TSE, Turbo spin echo; TIRM, Turbo inversion recovery magnitude.

a

The sign ‘‐’ means that measured SAR value was lower than the reported one.

4. Discussion

Obtaining an accurate SAR measurement during an MRI scan is challenging. The scanner‐reported whole‐body averaged SAR value can be significantly different compared to the actual one.15 Diffusion coefficients allowed us to quantify the relative SAR levels of different pulse sequences and compare the levels of different MRI scanners from various MR device manufacturers and different magnetic field strengths.

It took around four hours for the phantom to equilibrate with the room temperature (Table 3). On the other hand, the SAR measurement was done much faster. It meant that the effect of SAR heating would not go away during the time of the measurement, which was about 10 min.

Details of the SAR calibration procedure used by vendors are unknown to the end user. Table 5 shows that the SAR values calculated by the MRI systems were not reliable. Usually an MRI scanner‐reported SAR is larger than the actual SAR,16 but two 3 T units of the same model showed a higher measured SAR value than that reported by the system. An MRI system can produce a higher than expected power output. This could be caused by drift of the coil Q‐factor or a malfunction of the RF transmit coil (e.g., an increased B counter‐rotating RF component). These results suggest that different MR manufacturers may have different calibrations of SAR values. One limitation of this work is that a SAR measurement based on diffusion in a “torso phantom” is not the same as a human measurement, which will also include the effects of perfusion, and sample heterogeneity.

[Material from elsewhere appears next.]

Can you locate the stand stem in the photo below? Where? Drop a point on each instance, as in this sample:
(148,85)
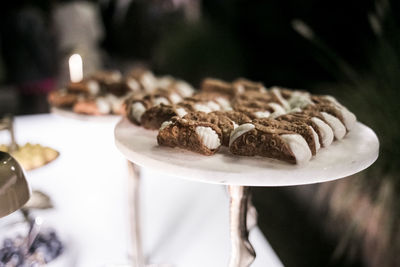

Our results confirm that some vendors’ SAR values may not be reliable, and can only be used as an approximate guide. Although our study was done using 1.5 and 3 T scanners, the same approach can be applied to higher B0 fields. The scanner‐independent SAR measurements described in this study using diffusion coefficients thus can play a significant role in estimating accurate SAR values as a standardized method. This study can give radiologists greater confidence when they scan patients clinically. In addition, this test can be used as a tool for quality assurance and the calibration of MRI systems.

5. Conclusions

We demonstrated that SAR values measured by quantification of the water diffusion coefficient can be used as a feasible alternative to that calculated by clinical MRI systems.

Acknowledgments

This work was funded by the National Research Foundation of Korea (NRF‐2014R1A1A2054037).